ADA litigation make life inhospitable for nonconforming hotels

When you think of ADA compliance, things like wheelchair ramps, pool lifts, and handrails might come to mind; however, when it comes to website accessibility, there are a number of best practices and rules and regulations that will be at the top of those compliance issues this year. With travel season upon us, it is time for hoteliers to ensure “all” ADA compliance issues are up-to-date and employees are trained and knowledgeable in all areas of ADA regulation. Inside Counsel, Amanda Ciccatelli, points out areas you should be concerned with.

 

 

Today, many people underestimate the number of disabled people who travel, and don’t understand the difficulties disabled people face when traveling. Hotels have become targets of Americans with Disabilities Act (ADA) litigation. The U.S. Department of Justice says that many hotels contain an endless amount of potential violations.

ADA lawsuits filed against hotels could come from issues like violations at the check-in and concierge counters, guest rooms and bathrooms, parking lots, restaurants and recreational facilities. With vacation season on the horizon, hotels and resorts would be wise to make their facilities accessible now before a lawsuit forces them to do so.

Martin Orlick, Chair, ADA Compliance & Defense Group, and Jeffer Mangels Butler & Mitchell, chatted with Inside Counsel about the risks of hotels when it comes to ADA compliance, what they need to know to avoid litigation and any recent regulatory developments.

“If you are blind or have low vision and can’t make a reservation online because the hotel’s website doesn’t work with independent screen-reading software, or you use a wheel chair and the room with the roll-in shower you reserved is not available, or you are told your service dog cannot be accommodated – these are situations you can face when traveling,” explained Orlick. “These are the kind of issues that lead to private lawsuits and complaints made to the DOJ.”

The technical requirements under the ADA are complex, especially for properties that were built before many of the regulations went into effect. Architects design hotel properties without full consideration of the ADA, contractors come in behind them and try to build the hotel to those standards, and then designers come in after that.

“If the ADA requires a mirror to be 40 inches above floor, and a designer puts a 4-inch frame around it, it might look better but now the mirror is 44 inches above the floor and is in violation. Architects often fail to consider all clear floor space requirements when designing rooms,” he said. “There are architectural requirements for public spaces as well: restaurants, pools, dressing rooms, paths of travel, parking spaces.”

In addition, hotels have to have accessibility requirements for their website and reservation system. They need to have clear ADA policies and procedures, and train the staff to uphold those policies and put those procedures in place.

So, what are the exact risks of hotels when it comes to ADA compliance?

Congress intended that private litigants would primarily enforce the ADA, and hotels risk the costs of litigation, including class action litigation by private attorneys general. According to Orlick, when exposed to private litigation, it can include damages in many jurisdictions, including attorneys’ fees and costs.

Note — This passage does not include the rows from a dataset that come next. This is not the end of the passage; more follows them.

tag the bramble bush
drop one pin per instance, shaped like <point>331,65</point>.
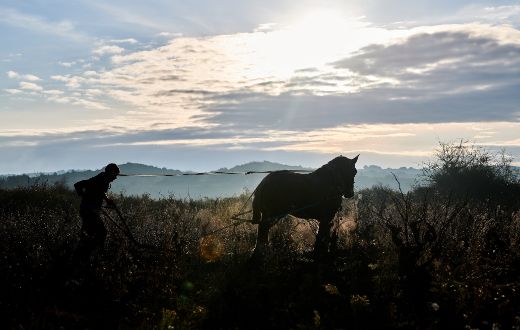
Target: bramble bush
<point>443,255</point>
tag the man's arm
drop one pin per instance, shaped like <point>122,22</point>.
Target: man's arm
<point>80,187</point>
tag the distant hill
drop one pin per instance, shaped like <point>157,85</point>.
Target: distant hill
<point>201,186</point>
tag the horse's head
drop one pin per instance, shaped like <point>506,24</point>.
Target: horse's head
<point>344,171</point>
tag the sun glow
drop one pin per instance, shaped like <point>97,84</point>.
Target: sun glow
<point>310,41</point>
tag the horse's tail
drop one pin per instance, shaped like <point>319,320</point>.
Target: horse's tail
<point>257,214</point>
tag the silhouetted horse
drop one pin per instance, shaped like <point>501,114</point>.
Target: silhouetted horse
<point>316,195</point>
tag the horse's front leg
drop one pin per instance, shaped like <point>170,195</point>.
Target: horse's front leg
<point>322,244</point>
<point>262,239</point>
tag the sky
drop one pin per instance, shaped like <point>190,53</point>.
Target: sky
<point>201,85</point>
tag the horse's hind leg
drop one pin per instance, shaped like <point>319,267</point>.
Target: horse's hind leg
<point>262,239</point>
<point>321,246</point>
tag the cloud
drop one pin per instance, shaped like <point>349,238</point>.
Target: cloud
<point>12,91</point>
<point>108,49</point>
<point>37,24</point>
<point>432,74</point>
<point>124,41</point>
<point>30,86</point>
<point>13,74</point>
<point>16,75</point>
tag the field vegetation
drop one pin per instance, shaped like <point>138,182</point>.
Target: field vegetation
<point>445,254</point>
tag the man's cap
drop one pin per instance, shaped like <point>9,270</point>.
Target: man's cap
<point>112,168</point>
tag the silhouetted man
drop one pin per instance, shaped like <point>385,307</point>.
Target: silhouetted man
<point>93,192</point>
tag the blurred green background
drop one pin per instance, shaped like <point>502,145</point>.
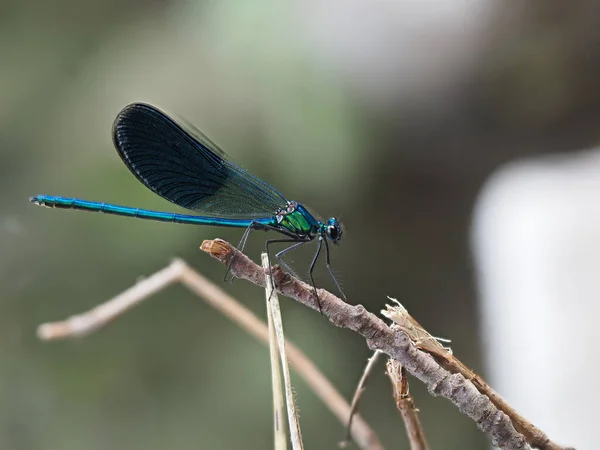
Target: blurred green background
<point>392,113</point>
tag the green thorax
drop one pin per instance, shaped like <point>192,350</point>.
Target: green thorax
<point>297,219</point>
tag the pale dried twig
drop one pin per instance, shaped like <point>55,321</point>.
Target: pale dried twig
<point>179,272</point>
<point>396,344</point>
<point>406,405</point>
<point>360,388</point>
<point>274,314</point>
<point>426,342</point>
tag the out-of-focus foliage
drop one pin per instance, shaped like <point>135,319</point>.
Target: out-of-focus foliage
<point>393,113</point>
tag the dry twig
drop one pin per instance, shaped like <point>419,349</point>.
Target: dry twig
<point>453,386</point>
<point>406,405</point>
<point>179,272</point>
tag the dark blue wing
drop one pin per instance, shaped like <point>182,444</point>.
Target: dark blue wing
<point>183,166</point>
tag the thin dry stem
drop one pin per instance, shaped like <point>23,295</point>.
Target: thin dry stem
<point>406,405</point>
<point>360,388</point>
<point>396,344</point>
<point>279,433</point>
<point>426,342</point>
<point>274,313</point>
<point>179,272</point>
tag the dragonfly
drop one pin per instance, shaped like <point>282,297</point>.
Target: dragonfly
<point>181,164</point>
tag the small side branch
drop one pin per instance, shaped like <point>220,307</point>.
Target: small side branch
<point>396,344</point>
<point>406,405</point>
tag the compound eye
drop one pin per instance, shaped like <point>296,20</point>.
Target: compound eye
<point>333,233</point>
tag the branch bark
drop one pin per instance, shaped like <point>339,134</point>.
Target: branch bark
<point>379,336</point>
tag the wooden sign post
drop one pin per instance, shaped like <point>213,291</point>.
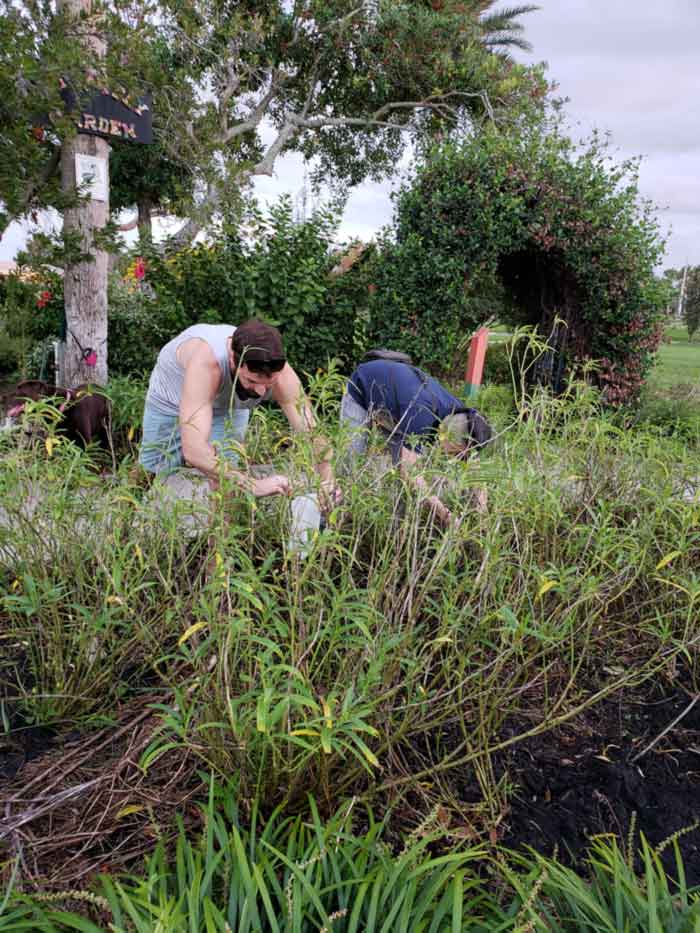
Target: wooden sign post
<point>100,116</point>
<point>475,363</point>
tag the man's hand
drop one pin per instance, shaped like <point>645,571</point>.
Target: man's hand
<point>330,495</point>
<point>442,513</point>
<point>275,485</point>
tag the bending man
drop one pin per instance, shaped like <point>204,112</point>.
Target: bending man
<point>410,408</point>
<point>200,395</point>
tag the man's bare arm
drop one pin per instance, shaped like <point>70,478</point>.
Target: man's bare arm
<point>201,384</point>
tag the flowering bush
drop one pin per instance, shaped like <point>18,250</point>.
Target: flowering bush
<point>560,231</point>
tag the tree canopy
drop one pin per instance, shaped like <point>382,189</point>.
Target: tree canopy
<point>236,84</point>
<point>561,231</point>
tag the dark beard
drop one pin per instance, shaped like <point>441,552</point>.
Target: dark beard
<point>243,394</point>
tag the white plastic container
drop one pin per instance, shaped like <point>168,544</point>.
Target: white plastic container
<point>306,523</point>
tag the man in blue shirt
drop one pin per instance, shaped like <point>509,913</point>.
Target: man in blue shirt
<point>411,409</point>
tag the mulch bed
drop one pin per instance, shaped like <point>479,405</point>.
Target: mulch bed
<point>605,773</point>
<point>74,805</point>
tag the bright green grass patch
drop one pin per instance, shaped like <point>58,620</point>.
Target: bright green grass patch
<point>678,364</point>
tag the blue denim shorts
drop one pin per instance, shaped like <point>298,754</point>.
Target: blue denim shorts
<point>161,444</point>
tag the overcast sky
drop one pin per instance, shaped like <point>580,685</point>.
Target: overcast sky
<point>629,67</point>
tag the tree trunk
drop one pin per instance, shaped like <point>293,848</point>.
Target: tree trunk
<point>85,281</point>
<point>145,209</point>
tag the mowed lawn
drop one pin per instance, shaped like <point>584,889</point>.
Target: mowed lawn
<point>678,361</point>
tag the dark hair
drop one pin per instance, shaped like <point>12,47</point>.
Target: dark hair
<point>259,346</point>
<point>478,428</point>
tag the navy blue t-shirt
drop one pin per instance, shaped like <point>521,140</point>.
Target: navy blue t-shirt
<point>416,402</point>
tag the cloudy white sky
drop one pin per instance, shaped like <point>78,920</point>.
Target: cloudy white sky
<point>628,67</point>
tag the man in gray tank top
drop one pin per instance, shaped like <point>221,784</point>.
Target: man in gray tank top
<point>200,395</point>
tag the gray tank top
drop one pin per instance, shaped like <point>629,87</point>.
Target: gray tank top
<point>165,386</point>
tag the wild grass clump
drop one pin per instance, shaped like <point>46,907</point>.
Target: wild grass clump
<point>607,894</point>
<point>397,652</point>
<point>286,874</point>
<point>283,875</point>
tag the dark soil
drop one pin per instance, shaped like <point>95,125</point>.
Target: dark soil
<point>586,778</point>
<point>594,775</point>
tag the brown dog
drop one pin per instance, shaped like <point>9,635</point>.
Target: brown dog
<point>85,411</point>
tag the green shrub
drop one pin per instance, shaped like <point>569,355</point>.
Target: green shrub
<point>554,234</point>
<point>31,316</point>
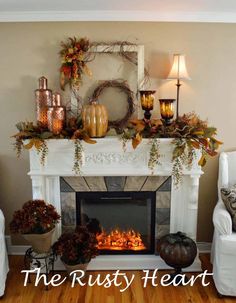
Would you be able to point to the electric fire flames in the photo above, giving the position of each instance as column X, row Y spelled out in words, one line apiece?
column 120, row 240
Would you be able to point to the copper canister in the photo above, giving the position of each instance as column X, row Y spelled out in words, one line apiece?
column 56, row 115
column 43, row 98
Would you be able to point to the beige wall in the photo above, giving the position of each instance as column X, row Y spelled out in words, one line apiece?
column 29, row 50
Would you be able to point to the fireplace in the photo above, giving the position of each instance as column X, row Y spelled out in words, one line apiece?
column 175, row 210
column 124, row 222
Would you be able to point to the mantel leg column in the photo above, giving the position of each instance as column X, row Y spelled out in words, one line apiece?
column 192, row 208
column 184, row 206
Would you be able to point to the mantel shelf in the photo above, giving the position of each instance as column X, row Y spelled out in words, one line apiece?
column 107, row 158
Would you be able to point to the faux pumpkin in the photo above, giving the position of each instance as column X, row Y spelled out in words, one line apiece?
column 95, row 119
column 177, row 250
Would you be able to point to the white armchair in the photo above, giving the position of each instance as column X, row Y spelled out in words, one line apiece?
column 223, row 253
column 3, row 255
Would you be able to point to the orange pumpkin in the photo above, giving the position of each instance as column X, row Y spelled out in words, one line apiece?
column 95, row 119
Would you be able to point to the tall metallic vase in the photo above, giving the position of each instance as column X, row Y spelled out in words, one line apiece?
column 56, row 115
column 43, row 99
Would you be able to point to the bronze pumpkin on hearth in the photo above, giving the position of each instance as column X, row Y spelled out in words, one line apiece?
column 177, row 250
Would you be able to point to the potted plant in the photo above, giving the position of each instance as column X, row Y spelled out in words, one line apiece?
column 77, row 248
column 36, row 222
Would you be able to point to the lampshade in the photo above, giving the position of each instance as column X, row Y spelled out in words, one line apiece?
column 178, row 70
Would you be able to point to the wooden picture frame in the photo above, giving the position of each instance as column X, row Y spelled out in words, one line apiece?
column 113, row 49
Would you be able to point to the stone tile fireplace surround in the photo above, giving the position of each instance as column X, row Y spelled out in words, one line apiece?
column 107, row 158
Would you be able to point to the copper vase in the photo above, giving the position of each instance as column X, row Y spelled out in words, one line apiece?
column 56, row 115
column 43, row 99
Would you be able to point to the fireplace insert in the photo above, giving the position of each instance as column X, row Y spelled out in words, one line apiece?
column 124, row 222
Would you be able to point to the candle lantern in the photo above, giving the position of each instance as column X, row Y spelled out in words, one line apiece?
column 43, row 99
column 147, row 102
column 56, row 115
column 167, row 110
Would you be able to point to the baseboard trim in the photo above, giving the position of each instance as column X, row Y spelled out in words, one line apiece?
column 203, row 247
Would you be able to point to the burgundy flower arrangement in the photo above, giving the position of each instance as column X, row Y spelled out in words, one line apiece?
column 35, row 217
column 76, row 247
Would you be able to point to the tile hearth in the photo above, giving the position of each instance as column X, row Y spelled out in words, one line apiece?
column 159, row 184
column 107, row 158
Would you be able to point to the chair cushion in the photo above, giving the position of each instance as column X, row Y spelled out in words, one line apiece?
column 228, row 196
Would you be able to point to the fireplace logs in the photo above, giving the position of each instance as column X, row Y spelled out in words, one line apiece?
column 120, row 240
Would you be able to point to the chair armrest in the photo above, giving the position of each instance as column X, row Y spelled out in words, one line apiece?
column 222, row 220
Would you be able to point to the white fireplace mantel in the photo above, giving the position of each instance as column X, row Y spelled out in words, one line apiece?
column 107, row 158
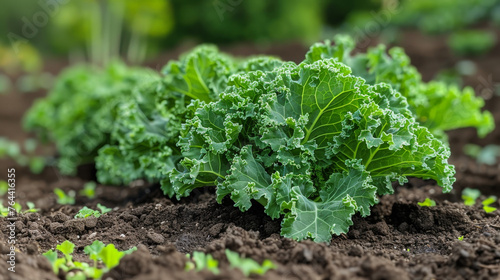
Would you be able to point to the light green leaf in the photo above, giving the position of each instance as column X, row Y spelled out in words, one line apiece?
column 110, row 256
column 247, row 265
column 427, row 203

Starwood, Marriott, and Hilton have all been subjects of these actions. In DOJ actions, hotels can also lose control of the process of bringing their hotels into ADA compliance.

In order to avoid litigation, hotels need to know their guests and need to know how to provide services to their disabled guests. In fact, hotels should have written policies and procedures for providing goods and services with disabilities. “They need to periodically inspect their facilities for architectural barrier compliance, and routinely review their websites to be sure that they are independently useable by those who are blind or have low vision,” he explained. “When hotels perform inspections, they should consider retaining an ADA lawyer to retain the ADA experts who perform the work – this way they retain attorney work-product protection, should a lawsuit arise.”

The 2010 ADA Standards went into effect in March 2012, mandating the removal of architectural barriers. These standards prompted the wide-spread installation of pool lifts at hotels, among other huge changes. Orlick said, “The DOJ Consent Decrees with Hilton and Starwood had a major impact – they were a wake-up call for the entire industry.

When the ADA was passed, the Internet barely existed and websites were not regulated under the ADA. Recently, hotels have come under attack by advocacy groups, for lack of website accessibility. Recent court decisions, as well as positions taken by the DOJ, are beginning to require hotel and other websites to be accessible for persons who are blind or low vision.

Orlick said, “We know we will see more litigation as well as legislation in this area.”